Du côté des hommes, c’est l’acteur Peter Van Den Begin qui s’est vu décerné le Magritte du « Meilleur acteur » pour son rôle dans « King of the Belgians » de Peter Brosens et Jessica Woodworth. Le film raconte l’histoire du roi des Belges en visite d’État à Istanbul alors que la Wallonie déclare son indépendance. Réalisé comme un faux-documentaire et usant de la farce, « King of the Belgians » évoque l’avenir incertain de la Belgique et propose une réflexion sur le bonheur individuel.

Grand favori des nominations, « Noces » de Stephan Streker repart avec seulement deux récompenses, le Magritte de la « Meilleure actrice dans un second rôle » et celui des « Meilleurs costumes ». Le film aborde la thématique du mariage forcé et raconte la lutte d’une jeune femme d’origine pakistanaise qui tente d’échapper à son destin. La grande force du film réside dans sa capacité à n’émettre aucun jugement sur ses personnages.

Noces

« Le Fidèle » de Michaël R. Roskam a remporté le Magritte du « Meilleur acteur dans un second rôle » pour Jean-Benoît Ugeux. Ce thriller, teinté de romantisme, brille par son duo d’acteurs, Adèle Exarchopoulos et Matthias Schoenaerts, et raconte l’histoire d’amour entre Bibi, femme pilote de compétition automobile, et Gigi, à la tête d’un gang de braqueurs. Cachant sa double vie à Bibi, Gigi va très vite être rattrapé par la réalité.

La jeune Maya Dory repart avec le Magritte du « Meilleur espoir féminin » pour son interprétation dans « Mon Ange » du réalisateur Harry Cleven. Co-écrit par Thomas Gunzig, « Mon Ange » est un conte bienveillant qui développe un univers onirique et fantastique.

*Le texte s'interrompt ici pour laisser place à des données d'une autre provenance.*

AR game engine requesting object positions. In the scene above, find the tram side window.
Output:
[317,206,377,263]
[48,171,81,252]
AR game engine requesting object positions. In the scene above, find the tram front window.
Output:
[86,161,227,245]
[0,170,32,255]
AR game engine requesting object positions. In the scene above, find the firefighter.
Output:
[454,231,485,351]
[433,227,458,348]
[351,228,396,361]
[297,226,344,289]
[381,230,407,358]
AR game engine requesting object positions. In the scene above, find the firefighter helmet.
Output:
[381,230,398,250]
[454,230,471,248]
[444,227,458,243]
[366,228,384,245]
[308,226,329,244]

Le Magritte du « Meilleur espoir masculin » est quant à lui attribué à Soufiane Chilah pour son rôle dans « Dode Hoek » de Nabil Ben Yadir. Il y interprète Dries, le bras droit de Jan Verbeck, incarné par Peter Van den Begin, un commissaire de la brigade des stups à Anvers qui s’apprête à rejoindre les rangs d’un parti d’extrême droite. Tout en étant un moment de divertissement, le film propose aussi une réflexion sur les discours populistes et de haine. Un sujet qui rejoint le film « Chez Nous » de Lucas Belvaux. 

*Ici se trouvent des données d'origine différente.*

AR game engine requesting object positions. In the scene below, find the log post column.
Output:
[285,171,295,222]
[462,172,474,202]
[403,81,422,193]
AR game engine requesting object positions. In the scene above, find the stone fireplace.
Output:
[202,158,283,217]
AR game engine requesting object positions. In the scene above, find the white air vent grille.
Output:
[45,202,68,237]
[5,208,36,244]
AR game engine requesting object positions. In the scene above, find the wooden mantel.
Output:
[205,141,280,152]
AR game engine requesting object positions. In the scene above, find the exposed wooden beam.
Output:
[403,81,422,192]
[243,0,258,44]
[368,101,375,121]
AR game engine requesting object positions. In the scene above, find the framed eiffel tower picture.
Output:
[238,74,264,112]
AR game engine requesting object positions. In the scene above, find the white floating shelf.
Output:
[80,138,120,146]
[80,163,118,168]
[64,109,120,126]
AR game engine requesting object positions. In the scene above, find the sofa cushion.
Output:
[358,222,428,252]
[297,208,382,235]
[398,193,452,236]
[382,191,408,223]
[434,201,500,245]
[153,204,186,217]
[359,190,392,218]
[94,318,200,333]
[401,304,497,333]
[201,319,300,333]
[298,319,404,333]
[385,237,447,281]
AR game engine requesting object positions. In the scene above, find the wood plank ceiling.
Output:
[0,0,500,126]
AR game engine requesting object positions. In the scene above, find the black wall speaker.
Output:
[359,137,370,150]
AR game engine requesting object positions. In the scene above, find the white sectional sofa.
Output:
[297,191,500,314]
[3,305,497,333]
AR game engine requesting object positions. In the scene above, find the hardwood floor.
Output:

« Paris pieds nus » a reçu le Magritte du « Meilleur montage » (Sandrine Deegen). Dominique Abel et Fiona Gordon signent un film tendre doté d’un humour décalé et poétique.

« Le lion et le singe » de Benoît Féroumont a été récompensé par le Magritte du « Meilleur court métrage d’animation », tandis que celui du « Meilleur court métrage de fiction » a été attribué à « Avec Thelma » de Raphaël Balboni et Ann Sirot.

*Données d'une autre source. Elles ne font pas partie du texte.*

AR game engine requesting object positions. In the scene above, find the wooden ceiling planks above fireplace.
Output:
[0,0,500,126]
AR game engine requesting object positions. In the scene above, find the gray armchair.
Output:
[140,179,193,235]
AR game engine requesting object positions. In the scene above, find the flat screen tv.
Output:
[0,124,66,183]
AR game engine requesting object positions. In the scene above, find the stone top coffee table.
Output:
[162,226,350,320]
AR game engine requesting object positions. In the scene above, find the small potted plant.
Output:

C’est « Burning out » de Jérôme le Maire qui a reçu le Magritte du « Meilleur documentaire ». Pendant deux ans, le réalisateur a suivi les membres de l’unité chirurgicale d’un des plus grands hôpitaux de Paris. Il se focalise sur les employés et les montre comme des victimes de l’obligation et de la rentabilité des hôpitaux. Le burn-out est ici la conséquence d’une société qui ne pense plus qu’à l’argent et non à l’humain.

Cette année, le Magritte d’honneur a été attribué par Hugues Dayez à la comédienne et réalisatrice française Sandrine Bonnaire. Découverte à 15 ans dans le film de Maurice Pialat, « À nos amours », pour lequel elle avait reçu un César du Meilleur espoir, elle a joué pour les plus grands tels que Jacques Rivette, Claude Chabrol, Raymond Depardon, ou encore Agnès Varda. Durant les années 2000, elle se lance dans la réalisation avec un documentaire intitulé « Elle s’appelle Sabine ». Deuxième femme à recevoir ce prix, après Nathalie Baye, elle succède notamment à André Dussolier, Vincent Lindon, Pierre Richard, Emir Kusturica, Costa-Gavras et André Delvaux.